For the last 14 years, I serve as a volunteer on LAUSD’s Investment Advisory Committee as a “Member-at-Large” and former co-chair. The committee contains collective bargaining reps from the unions and monitors the district’s new tax-deferred retirement plans, 457(b). When this plan was launched in January 2007, it began to reflect my image of low-cost genuine investments, what my colleagues and I were asking for. No annuities! Over the years we swapped out the higher cost mutual funds for lower-cost index funds from Vanguard and Blackrock. As a result, LAUSD won a rare Plan Design Award in 2014 from the National Association of Government Defined Contribution Administrators (NAGDCA). As of June 2020, 11,000 LAUSD employees with about $200 million in combined assets are invested in the 457(b).

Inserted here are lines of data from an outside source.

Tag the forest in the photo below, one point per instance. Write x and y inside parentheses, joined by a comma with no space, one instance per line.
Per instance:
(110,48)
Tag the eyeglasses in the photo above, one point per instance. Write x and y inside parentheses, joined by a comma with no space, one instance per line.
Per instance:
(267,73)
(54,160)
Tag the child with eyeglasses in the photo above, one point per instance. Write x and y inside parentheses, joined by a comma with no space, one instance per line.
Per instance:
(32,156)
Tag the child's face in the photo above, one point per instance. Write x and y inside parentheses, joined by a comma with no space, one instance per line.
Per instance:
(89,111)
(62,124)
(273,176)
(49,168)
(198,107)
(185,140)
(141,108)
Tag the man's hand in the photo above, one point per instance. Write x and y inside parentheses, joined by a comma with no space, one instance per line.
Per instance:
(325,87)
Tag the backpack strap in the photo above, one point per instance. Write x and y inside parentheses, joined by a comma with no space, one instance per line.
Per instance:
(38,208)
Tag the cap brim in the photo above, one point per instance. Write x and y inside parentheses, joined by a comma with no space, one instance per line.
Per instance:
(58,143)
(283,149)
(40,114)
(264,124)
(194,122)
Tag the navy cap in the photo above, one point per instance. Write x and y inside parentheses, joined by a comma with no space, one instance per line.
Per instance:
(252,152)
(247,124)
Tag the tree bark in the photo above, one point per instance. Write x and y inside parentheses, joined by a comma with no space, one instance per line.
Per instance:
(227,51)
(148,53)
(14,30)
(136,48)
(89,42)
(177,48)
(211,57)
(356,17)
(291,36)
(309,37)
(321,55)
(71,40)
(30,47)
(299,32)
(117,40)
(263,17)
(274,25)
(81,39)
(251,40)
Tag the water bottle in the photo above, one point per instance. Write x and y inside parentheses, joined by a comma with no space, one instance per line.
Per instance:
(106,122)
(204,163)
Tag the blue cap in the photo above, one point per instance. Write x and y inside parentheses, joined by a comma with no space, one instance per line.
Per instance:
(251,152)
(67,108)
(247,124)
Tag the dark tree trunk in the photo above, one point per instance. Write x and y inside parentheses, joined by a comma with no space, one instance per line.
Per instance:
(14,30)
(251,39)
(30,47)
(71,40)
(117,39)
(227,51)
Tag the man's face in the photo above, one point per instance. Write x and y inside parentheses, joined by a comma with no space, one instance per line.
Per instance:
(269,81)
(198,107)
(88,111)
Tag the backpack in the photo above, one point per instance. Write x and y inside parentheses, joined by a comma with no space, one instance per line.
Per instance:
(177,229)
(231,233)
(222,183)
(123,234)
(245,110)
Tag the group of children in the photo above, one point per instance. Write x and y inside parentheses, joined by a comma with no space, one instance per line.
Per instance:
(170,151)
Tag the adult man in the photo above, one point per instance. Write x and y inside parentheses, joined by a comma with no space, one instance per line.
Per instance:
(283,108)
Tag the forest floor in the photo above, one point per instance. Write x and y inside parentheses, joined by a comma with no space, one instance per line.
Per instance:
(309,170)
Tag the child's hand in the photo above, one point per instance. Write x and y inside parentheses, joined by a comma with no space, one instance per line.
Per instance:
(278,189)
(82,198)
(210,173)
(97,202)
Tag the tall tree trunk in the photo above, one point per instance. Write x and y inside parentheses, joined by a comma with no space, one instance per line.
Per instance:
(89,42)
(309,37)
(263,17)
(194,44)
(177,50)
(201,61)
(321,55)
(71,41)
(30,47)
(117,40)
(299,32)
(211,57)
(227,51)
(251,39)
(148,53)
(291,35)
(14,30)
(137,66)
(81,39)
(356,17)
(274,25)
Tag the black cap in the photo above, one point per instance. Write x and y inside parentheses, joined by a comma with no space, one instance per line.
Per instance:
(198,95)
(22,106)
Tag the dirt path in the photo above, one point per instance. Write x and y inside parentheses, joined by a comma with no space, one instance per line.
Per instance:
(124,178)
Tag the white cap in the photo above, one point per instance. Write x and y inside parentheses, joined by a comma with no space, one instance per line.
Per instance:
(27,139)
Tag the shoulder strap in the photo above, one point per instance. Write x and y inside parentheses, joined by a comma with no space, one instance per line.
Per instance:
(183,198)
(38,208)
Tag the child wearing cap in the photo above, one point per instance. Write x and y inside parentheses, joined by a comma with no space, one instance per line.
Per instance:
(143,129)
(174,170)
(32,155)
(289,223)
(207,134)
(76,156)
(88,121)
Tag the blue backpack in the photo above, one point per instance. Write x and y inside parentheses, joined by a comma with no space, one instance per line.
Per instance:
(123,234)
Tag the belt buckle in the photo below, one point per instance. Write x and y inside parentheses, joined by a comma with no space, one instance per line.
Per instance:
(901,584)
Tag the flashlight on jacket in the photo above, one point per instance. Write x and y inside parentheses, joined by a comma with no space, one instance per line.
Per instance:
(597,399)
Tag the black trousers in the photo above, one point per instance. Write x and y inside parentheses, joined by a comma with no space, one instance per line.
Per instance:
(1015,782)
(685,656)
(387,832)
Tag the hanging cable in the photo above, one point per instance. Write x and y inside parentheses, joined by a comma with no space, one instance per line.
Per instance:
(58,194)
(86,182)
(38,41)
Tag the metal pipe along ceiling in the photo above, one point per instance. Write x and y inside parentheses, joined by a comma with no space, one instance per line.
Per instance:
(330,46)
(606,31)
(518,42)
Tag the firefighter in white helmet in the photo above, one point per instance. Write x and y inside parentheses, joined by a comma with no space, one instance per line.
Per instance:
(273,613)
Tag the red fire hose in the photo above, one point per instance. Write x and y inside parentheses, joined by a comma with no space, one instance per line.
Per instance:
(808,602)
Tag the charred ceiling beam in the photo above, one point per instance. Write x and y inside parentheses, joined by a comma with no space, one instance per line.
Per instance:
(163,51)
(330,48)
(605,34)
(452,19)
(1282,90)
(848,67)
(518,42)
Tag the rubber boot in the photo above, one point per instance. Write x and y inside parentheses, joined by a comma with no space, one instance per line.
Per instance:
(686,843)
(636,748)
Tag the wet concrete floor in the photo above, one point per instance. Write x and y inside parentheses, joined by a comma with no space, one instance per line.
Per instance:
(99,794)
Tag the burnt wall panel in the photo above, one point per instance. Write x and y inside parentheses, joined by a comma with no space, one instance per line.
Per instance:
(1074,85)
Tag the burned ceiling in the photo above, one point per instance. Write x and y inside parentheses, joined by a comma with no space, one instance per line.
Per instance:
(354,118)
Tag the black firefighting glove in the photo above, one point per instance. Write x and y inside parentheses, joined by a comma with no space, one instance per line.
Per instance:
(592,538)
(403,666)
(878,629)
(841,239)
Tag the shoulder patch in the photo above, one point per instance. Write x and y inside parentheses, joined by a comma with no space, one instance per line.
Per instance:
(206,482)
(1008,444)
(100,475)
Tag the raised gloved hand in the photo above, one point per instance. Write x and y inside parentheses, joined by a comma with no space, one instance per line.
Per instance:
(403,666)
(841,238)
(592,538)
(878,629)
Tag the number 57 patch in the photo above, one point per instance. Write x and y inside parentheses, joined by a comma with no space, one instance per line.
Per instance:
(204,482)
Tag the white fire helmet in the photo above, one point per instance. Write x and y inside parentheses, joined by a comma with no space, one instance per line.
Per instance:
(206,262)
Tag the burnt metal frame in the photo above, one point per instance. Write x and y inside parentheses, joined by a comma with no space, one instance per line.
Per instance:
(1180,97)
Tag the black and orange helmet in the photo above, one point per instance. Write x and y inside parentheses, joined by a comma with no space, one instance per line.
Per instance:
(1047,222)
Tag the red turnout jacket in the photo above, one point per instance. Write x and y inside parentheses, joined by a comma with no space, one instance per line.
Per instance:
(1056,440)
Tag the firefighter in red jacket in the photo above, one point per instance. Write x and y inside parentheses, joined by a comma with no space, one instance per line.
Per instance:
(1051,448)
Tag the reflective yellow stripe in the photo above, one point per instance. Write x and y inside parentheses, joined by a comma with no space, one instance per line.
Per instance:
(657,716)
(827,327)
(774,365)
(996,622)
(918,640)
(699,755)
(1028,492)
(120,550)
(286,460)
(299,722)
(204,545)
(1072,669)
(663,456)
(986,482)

LAUSD’s 60-year-old 403(b) has $2.8 billion in total assets. After all of these years, the annuity sales force never gives up. They continue to sell their high-cost plans with no end in sight! The district has a policy of prohibiting on-site presentations of 403(b) products or meeting with teachers in the school cafeterias, professional development workshops, and in teachers’ classrooms during recess. But the “sharks” openly violate the policy. 80% of those assets are in high-cost annuity products or high-cost mutual funds with expensive advisory fees.

There are two low-cost plans available on the 403(b), CalSTRS Pension2, and the giant pension familiar to higher education faculty, TIAA.

I started this blog in 2012 to help all PreK-12 public school educators nationwide, especially his Los Angeles Unified School District colleagues. I belong to a small national group of 403(b) advocates (mostly teachers) who want to bring closer attention to the 403(b).

During the last 25 years, 40 newspaper articles have been published and each one says the same thing, TSAs (Tax Sheltered Annuities) are terrible 403(b) plans. The only person who benefits is the salesperson with lucrative commissions and high-costs, and complimentary trips to the highest salespeople to Tahiti, Hawaii, and other exotic places. Nobody in educational leadership reads these articles NOR talk about the proper place for annuity products publicly.

Together we can fix the 403(b).

We come together at 403bwise.com and 403bwise Facebook page https://www.facebook.com/groups/349968819000560/ Come on over if you want to join us so we can help our colleagues avoid these self-conflicted and high-cost Tax-sheltered Annuities (TSAs).

I was so angry that I was taken advantage of that I authored two books, Late Bloomer Millionaires and Fighting Powerful Interests: Educators Challenge Tax-sheltered Annuities and WIN!, a story of how a handful of LAUSD educators struggled for years to improve the 403(b). Fighting Powerful Interests is specifically written for LAUSD teachers! This book expands on my story with LAUSD, UTLA, and AFT where I was on the selection committee in 2002 when AFT was selecting a national 403(b) vendor. It is all there and it is fascinating! (even if I am the author! LOLs). You will learn the business of tax-deferred retirement plans with LAUSD and how to become a savvy investor to grow your volunteer supplemental retirement plan.

I have learned that most people want to do the right thing for all LAUSD employees but powerful obstacles own interests block reform. Find out what they are by reading Fighting Powerful Interests, so together we can fix the 403(b) for future generations of teachers.

One definite answer to the high cost 403(b) is the non-biased and low-cost 457(b) plan. You will learn firsthand what is the 457(b) plan and why one insightful and compassionate benefits administrator brought it to LAUSD. He also asked my friends and me to serve on the volunteer advisory committee.

My LAUSD friends and I never quit either! As mention before, we were instrumental in LAUSD’s implementation of the new 457(b) plan and earned a very rare, but very precious “Plan Design” award.